While some travel bloggers could quit their high-paying jobs by selling their homeslanding book deals or scrimping ferociously, Cartell and Dirnberger decided to get by on what they had saved while performing volunteer work in exchange for free food and accommodations.

The service they used to make arrangements for these gigs, WorkAway, is billed as a site to "promote fair exchange between budget travellers, language learners or culture seekers and families, individuals or organizations who are looking for help with a range of varied and interesting activities."

And, as Cartell notes, the work has been "painstakingly hard and dirty." 

"So far, I think we've tallied 135 toilets scrubbed, 250 kilos of cow dung spread, 2 tons of rocks shovelled, 60 metres of pathway laid, 57 beds made, and I cannot even remember how many wine glasses we've polished," she wrote of the experience. "To come from the luxuries we left behind in Johannesburg, to the brutal truth of volunteer work, we are now on the opposite end of the scale. We're toilet cleaners, dog poop scoopers, grocery store merchandisers, and rock shovelers."
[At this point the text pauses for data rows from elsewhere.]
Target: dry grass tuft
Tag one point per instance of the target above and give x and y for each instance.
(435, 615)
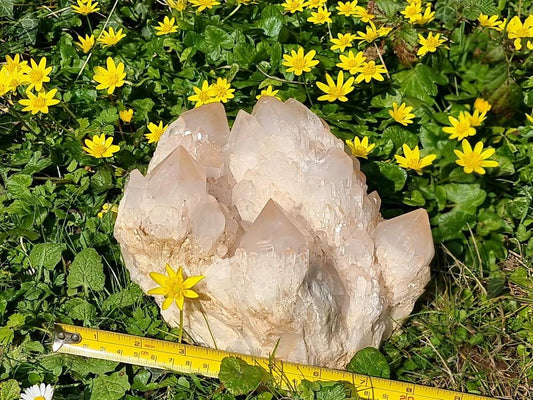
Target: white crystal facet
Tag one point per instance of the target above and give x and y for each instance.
(276, 215)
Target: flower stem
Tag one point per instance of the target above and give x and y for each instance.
(180, 331)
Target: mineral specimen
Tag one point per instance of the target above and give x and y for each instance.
(277, 217)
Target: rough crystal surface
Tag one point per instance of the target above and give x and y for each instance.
(277, 217)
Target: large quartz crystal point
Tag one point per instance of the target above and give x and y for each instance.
(275, 214)
(404, 252)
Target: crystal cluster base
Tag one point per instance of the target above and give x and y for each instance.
(277, 217)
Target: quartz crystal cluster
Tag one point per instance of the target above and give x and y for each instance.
(276, 215)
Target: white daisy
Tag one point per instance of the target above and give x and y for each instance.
(38, 392)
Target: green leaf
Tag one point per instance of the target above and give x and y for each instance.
(110, 387)
(369, 361)
(17, 185)
(102, 181)
(521, 276)
(400, 136)
(46, 255)
(143, 106)
(467, 197)
(271, 21)
(28, 28)
(239, 377)
(80, 309)
(6, 10)
(81, 366)
(124, 298)
(216, 37)
(331, 391)
(419, 82)
(389, 178)
(9, 390)
(87, 271)
(451, 224)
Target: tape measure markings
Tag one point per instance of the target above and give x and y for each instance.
(204, 361)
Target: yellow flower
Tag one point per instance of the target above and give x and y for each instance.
(39, 103)
(501, 25)
(360, 148)
(111, 37)
(412, 159)
(370, 35)
(482, 105)
(178, 5)
(460, 128)
(336, 91)
(476, 119)
(352, 63)
(515, 28)
(268, 92)
(298, 62)
(203, 4)
(155, 132)
(423, 19)
(109, 78)
(86, 43)
(38, 74)
(14, 73)
(15, 65)
(342, 41)
(202, 96)
(347, 9)
(85, 7)
(126, 115)
(166, 27)
(173, 287)
(16, 78)
(320, 17)
(488, 22)
(363, 14)
(475, 160)
(294, 5)
(429, 44)
(412, 11)
(4, 81)
(100, 147)
(402, 114)
(106, 208)
(369, 71)
(222, 90)
(315, 3)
Cartell wrote that, despite what can be seen in the couple's published photos, the past few months of their journey have been dirty, smelly and very tight financially.

"We've had to adapt with the least amount of necessities and food (and not because we're on some crazy crash diet)," she explained. "Whilst visits to town with our new friends in Norway meant buying beer and bags of candy for them, we've been forced to purchase floss (because you only get one set of pearlers, right?) and nothing else."

Sad as the thought of being able to afford only dental floss may be, many online users praise the couple for pulling back the curtain on how quitting one's job to travel isn't always as glamorous as Instagram makes it seem.

Despite their hardships, Cartell was careful to note the journey has still been one of adventure and growth. 

"Even though we probably have more greys than when we started, dirt under our nails despite long showers, and cheap snack food as a main form of nutrition, this crazy lifestyle allows us to enjoy the freedom of exploring rich Swedish forests, never-ending Nordic fjords, Italian cobbled alleyways, and cosmopolitan cities," she wrote.

"There's nothing quite like swopping million rand advertising budgets for toilet scrubbing to teach you about humility, life and the importance of living each day as if it were your last."